The Romans reached this area, and, of course, exploited it. They took iron, gold, and antimony back to the Empire. There are still abandoned mines to be found, including tunnels near the village of Romeor. To get to them, you need to cross the village, and walk just over a kilometer up the mountain. We got to the stepping off point, but it was beginning to rain, we weren't in possession of a flashlight nor proper, waterproofed footwear, so we put it off for another year. 

There are old churches in the villages, some of which look like they haven't had anything done to them since they were built. One, San Pedro de Esperante in the township of Seoane, has an old slate roof, plaster falling off its walls, and doors that look a couple of centuries old. It looks older than our parish church, built in the sixteenth century, but it's actually a hundred years younger. The cemetery is well kept up, though, with slope-roofed niches. The name of the place apparently comes from a Roman called Speranti, who mined for gold at a field nearby where there's a camping site now. 

There's plenty of iron in the hills, too. We re-stumbled upon a smithy that was over two hundred years old. It's in the appropriately named village of Ferrería, near Seoane. (Ferrería means smithy.) The building is made of slate, and is in private hands, though the regional government plans to, at some time in the future, make an ethnographical museum. The smithy has a sign saying, "Gran Ferrería Locay," and is named for the man who came from making a fortune in Cuba in 1918, and bought it as an inversion. He converted it into an electric plant, giving electricity to seven villages, a mill, and a sawmill; and all that using hydraulic power from the river that runs next to it. 

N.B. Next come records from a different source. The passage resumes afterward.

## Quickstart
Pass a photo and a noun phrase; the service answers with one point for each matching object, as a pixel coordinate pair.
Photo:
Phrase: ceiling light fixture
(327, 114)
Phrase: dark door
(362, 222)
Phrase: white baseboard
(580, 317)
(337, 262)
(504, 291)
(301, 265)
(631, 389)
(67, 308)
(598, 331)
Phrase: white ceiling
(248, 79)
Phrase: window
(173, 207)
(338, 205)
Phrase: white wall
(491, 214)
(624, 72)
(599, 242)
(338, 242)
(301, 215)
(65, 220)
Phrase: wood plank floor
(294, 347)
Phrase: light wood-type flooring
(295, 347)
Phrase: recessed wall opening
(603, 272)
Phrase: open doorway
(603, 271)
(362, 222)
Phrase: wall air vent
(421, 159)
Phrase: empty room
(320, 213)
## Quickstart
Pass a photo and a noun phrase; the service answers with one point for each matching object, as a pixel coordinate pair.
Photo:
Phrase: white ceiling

Before that, though, it was a smithy with a past. In 1808, the present building was erected upon a site where a smithy had already existed for many years. It coincided with the Napoleonic wars, and an artillery general, knowledgeable of the smithys of the area, came by to ask a favor. From then until the end of the War of Independence, the smithy made weapons and canons for the insurgents and the British troops. After that, it was sold to a priest, who left it to his family in his will (what vow of poverty?). 

The area is quiet. There is an area next to the river with tables and chairs, where drinks and food are served in the summer. When we were there, it seemed closed. September is no longer summer, it seems. That area and the smithy still belongs to the descendents of the man who bought the smithy and the surrounding land in 1918. The smithy was restored by the regional government in the late 1990's, and was supposed to be open to the public. But differences between the government and the owners meant that it is only open once a year, when the owners have a musical jamboree night at the beginning of August. 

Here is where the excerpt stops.